Hearing the words “I love you” delights the heart and soul. Unfortunately, many are inhibited to verbalize it. However, we can still say “I love you” in many ways. Here are five love languages according to Gary Chapman which can convey the words “I love you”.
1. Affirmation. Showing our appreciation and praises to people we love, especially to our children, establishes our love for them. Comments like: “Wow, that is something! ” or “ I am proud of you, I know you can do it.”, lift up the spirit and encourage a child to do more. It is sad that many parents, utter humiliating words when they get angry, even in the hearing of other people. Words like : “You are so hard-headed.” or “ You are good for nothing.” etc. Even wives sometimes make public statement about their husbands’ weaknesses – “ My husband is lazy, that is why we can’t get our our poverty.” These words only crush the spirit and paint dark clouds in a relationship,
2. Touch. A hug, a kiss or a pat in the back, are expressions of care and love. A child that is often hugged or kissed is a happy child. A wife feels happy when she is often greeted with a kiss by her husband. It is also healthy for children to see physical gesture of love in the family because it signals marital security and love in the home.

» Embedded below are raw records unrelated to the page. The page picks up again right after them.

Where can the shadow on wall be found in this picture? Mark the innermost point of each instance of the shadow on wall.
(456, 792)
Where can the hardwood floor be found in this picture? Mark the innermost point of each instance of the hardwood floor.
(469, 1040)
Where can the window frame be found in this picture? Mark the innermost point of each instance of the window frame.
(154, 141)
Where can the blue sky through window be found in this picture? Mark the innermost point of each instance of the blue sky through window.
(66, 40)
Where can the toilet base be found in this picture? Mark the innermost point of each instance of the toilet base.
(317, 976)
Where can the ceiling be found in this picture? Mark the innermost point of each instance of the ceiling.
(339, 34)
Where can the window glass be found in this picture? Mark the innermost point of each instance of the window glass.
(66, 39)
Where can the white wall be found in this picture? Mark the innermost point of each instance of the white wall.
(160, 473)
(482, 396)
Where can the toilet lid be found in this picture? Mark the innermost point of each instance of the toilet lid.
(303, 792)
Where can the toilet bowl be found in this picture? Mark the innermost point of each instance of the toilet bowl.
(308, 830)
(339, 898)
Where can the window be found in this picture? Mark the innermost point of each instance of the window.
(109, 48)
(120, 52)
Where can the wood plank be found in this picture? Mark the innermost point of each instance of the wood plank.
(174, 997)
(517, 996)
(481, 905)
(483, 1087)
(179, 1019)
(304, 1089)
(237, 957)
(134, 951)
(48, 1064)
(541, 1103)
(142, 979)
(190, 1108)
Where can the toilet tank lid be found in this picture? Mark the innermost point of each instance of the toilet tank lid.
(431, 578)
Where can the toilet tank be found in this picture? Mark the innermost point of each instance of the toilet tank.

3. Giving of gifts. Giving of gifts is a thoughtful gesture that connotes: “ I am thinking of you” . Gifts need not be expensive and can be given anytime, not just during special occasions. It is always the thought that matters most. When we bring home something that our husband or children love, we make them feel special. When we give a pack of homemade cookies to an elderly church mate , she will feel loved.

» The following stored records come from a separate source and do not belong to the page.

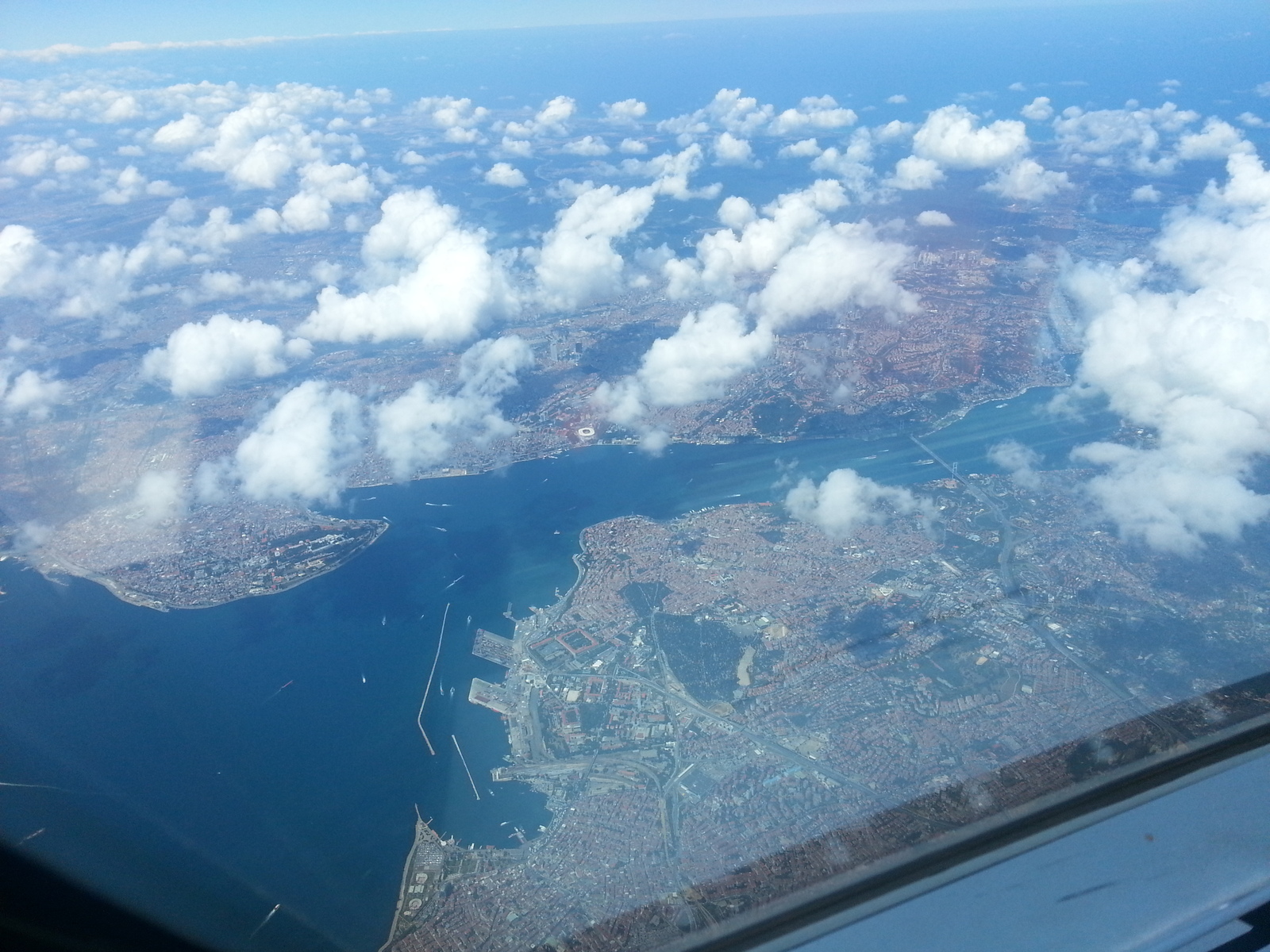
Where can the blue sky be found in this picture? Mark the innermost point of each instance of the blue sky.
(40, 23)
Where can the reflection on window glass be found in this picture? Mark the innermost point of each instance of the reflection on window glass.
(584, 488)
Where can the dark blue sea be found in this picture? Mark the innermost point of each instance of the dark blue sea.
(190, 786)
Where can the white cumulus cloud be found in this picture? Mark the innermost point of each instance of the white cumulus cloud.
(695, 363)
(933, 219)
(628, 112)
(730, 150)
(952, 137)
(1028, 181)
(200, 359)
(577, 262)
(1039, 109)
(427, 277)
(302, 448)
(507, 175)
(419, 428)
(1189, 363)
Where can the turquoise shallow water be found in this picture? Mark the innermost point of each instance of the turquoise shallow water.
(220, 797)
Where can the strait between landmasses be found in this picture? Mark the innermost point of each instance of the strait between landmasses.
(732, 706)
(986, 298)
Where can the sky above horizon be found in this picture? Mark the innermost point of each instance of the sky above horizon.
(36, 25)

4. Giving our time. Time is the best gift we can give to our loved ones. Time is precious to us, especially to those who are working full time. But the gift of time is an investment for a loving relationship. If we love our children, we should give our time to attend school meetings, answer their questions, tell them bedtime stories, or just talk with them about school happenings, etc. Likewise, if we love our wife/husband we should set aside some time to go out on a date or just do things together. The gift of time is the fuel that keeps the flame of love burning.

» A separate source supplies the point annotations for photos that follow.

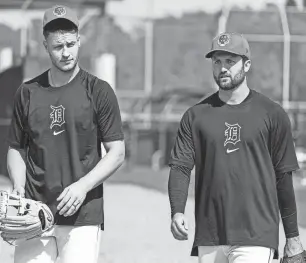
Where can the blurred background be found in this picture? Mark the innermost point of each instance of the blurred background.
(152, 54)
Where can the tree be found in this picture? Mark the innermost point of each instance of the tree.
(291, 3)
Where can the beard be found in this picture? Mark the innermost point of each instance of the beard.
(232, 82)
(61, 66)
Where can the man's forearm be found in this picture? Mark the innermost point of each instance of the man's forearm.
(178, 185)
(16, 168)
(104, 169)
(287, 204)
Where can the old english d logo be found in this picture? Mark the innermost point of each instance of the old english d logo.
(59, 11)
(57, 116)
(232, 133)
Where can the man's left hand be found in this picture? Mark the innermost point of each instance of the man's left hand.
(71, 199)
(293, 247)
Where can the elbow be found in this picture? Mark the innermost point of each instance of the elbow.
(121, 158)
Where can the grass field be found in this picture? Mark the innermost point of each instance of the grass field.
(137, 221)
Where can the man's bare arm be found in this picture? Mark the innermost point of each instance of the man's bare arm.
(16, 169)
(114, 158)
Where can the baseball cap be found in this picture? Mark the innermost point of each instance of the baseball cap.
(230, 42)
(60, 11)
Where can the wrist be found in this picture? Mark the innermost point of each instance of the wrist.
(85, 184)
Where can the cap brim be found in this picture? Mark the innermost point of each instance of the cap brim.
(63, 18)
(210, 53)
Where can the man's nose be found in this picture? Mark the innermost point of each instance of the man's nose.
(65, 53)
(224, 69)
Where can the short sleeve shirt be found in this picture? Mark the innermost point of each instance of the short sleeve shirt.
(60, 131)
(237, 151)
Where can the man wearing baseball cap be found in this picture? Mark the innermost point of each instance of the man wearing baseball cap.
(60, 119)
(241, 146)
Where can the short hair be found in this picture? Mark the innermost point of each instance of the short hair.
(60, 25)
(245, 59)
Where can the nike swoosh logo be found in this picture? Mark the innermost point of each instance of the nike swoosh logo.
(230, 151)
(57, 133)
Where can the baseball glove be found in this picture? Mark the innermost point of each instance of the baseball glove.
(300, 258)
(22, 218)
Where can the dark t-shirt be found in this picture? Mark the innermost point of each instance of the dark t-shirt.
(60, 130)
(237, 151)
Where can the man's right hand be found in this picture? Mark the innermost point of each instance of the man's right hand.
(18, 190)
(179, 227)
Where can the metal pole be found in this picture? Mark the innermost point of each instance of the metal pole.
(148, 74)
(286, 57)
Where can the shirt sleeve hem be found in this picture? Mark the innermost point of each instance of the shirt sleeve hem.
(287, 169)
(181, 162)
(115, 137)
(15, 145)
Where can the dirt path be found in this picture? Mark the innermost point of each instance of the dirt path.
(137, 229)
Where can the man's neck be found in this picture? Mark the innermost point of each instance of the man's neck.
(58, 78)
(235, 96)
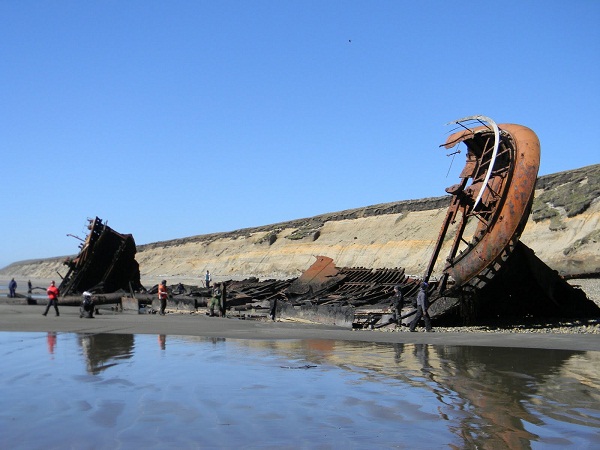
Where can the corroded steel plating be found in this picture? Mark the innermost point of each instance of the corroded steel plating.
(496, 189)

5. Acts of Service. Doing things for our loved ones is another expression of love. This can take many forms. A husband who helps the wife in doing household works not only eases the work load but also sends a strong love signal to the wife. The wife who runs errands for the husband is likewise sending the same message: “I am doing this for you because I love you”.
For this month of love, we can try to practice one or more of these love languages. Soon we will be receiving signals of love as well… because love begets love!